In January, 275 institutions set up special segregated accounts, which are normally used for the settling and safekeeping of A shares bought through Stock Connect. As such, these are a good proxy for the number of funds or institutional investors using the scheme, said Cindy Chen, head of securities services at Citi Hong Kong.

In 2017 the monthly average number of institutions setting up such accounts was 108, according to estimates from Citi.

Momentum is picking up in terms of northbound investing by institutions. That is partly due to MSCI inclusion as the active managers don’t want to wait until June to enter the market
Cindy Chen, Citi Hong Kong

The stock connect schemes allow international investors to buy Shanghai- and Shenzhen-listed shares through Hong Kong brokers, while mainlanders can invest in Hong Kong stocks via mainland brokers. The Shanghai stock connect launched in November 2014 and the Shenzhen version in December 2016.

“Speed and momentum is picking up in terms of northbound investing by institutions,” said Chen, speaking on the sidelines of Citi’s Asia-Pacific Investor Conference. “That is partly due to MSCI inclusion as the active managers don’t want to wait until June to enter the market.”

The index compiler announced last year that it will be including A shares – yuan-denominated, domestically traded stocks – in its emerging-market benchmark from June this year.
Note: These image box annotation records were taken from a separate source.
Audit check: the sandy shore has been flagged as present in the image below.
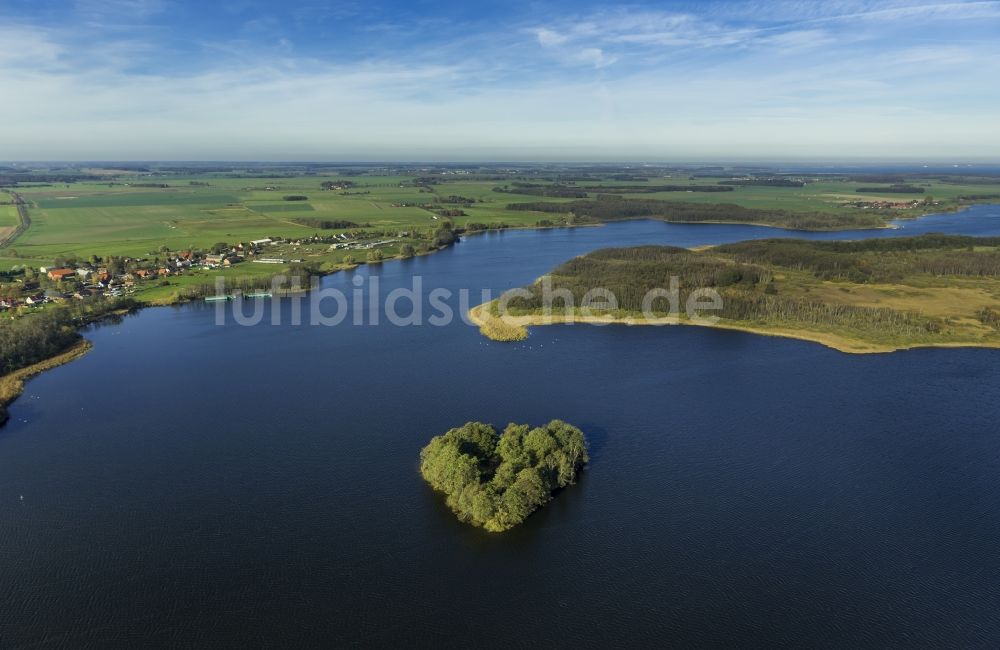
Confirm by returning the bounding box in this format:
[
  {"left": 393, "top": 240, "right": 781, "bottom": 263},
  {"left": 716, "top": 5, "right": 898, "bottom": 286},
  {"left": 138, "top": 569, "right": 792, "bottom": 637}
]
[{"left": 469, "top": 303, "right": 1000, "bottom": 354}]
The news was widely welcomed as an important milestone for China as it opens its capital markets to international investors.
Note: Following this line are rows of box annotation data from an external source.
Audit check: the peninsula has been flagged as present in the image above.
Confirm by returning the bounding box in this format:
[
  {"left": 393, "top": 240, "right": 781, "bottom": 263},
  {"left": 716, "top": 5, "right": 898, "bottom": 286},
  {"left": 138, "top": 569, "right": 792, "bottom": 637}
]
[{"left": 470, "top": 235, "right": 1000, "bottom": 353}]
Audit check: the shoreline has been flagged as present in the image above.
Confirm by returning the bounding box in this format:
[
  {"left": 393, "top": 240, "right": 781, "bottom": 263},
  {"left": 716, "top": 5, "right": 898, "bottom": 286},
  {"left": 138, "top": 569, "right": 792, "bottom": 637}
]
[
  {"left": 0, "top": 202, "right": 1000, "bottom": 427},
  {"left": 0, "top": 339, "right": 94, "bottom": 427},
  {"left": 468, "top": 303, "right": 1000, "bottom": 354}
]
Last week saw significant volatility in global stock markets but Frank Zhang, chief executive for China at AMC Hong Kong, said that would have little influence on investors’ response to China’s coming inclusion in the MSCI. He said the investors in question were primarily passive investors and therefore less affected by the volatility.

The amount of money invested in mainland equities via the northbound connect also increased substantially in January, according to Citi’s figures. Institutions’ aggregate net-buy via stock connect was 35 billion yuan, up from a monthly average of 15 billion yuan in 2017.

Net-buy is the value of A shares bought minus the value of all the A shares sold.

January’s strong performance is merely a continuation of a trend. The number of special segregated accounts more than doubled in 2017, and the aggregate net-buy trades increased by 120 per cent.

The forthcoming MSCI inclusion is not the only factor attracting international investors to the mainland.

“Valuations are attractive in China and less so elsewhere, for example in the United States. Also, China is continuing to post strong growth, despite moves to restrict leverage, and investing is becoming more transparent,” said Arjan de Boer, head of markets and investment solutions in Hong Kong for private bank Indosuez.

De Boer noted that the MSCI China index is currently trading at a 23 per cent discount to the MSCI world index.

The Chinese authorities are looking to develop other connect schemes between Hong Kong and the mainland beyond the two stock connects. The initial phase of Bond Connect launched last year though at present it is only open to northbound trades (those going into China). ETF (exchange traded funds) connect is expected to be launched in the latter half of this year, and IPO connect is also in the pipeline.

Plans for stock connect schemes between Shanghai and London, and Hong Kong and London are also afoot.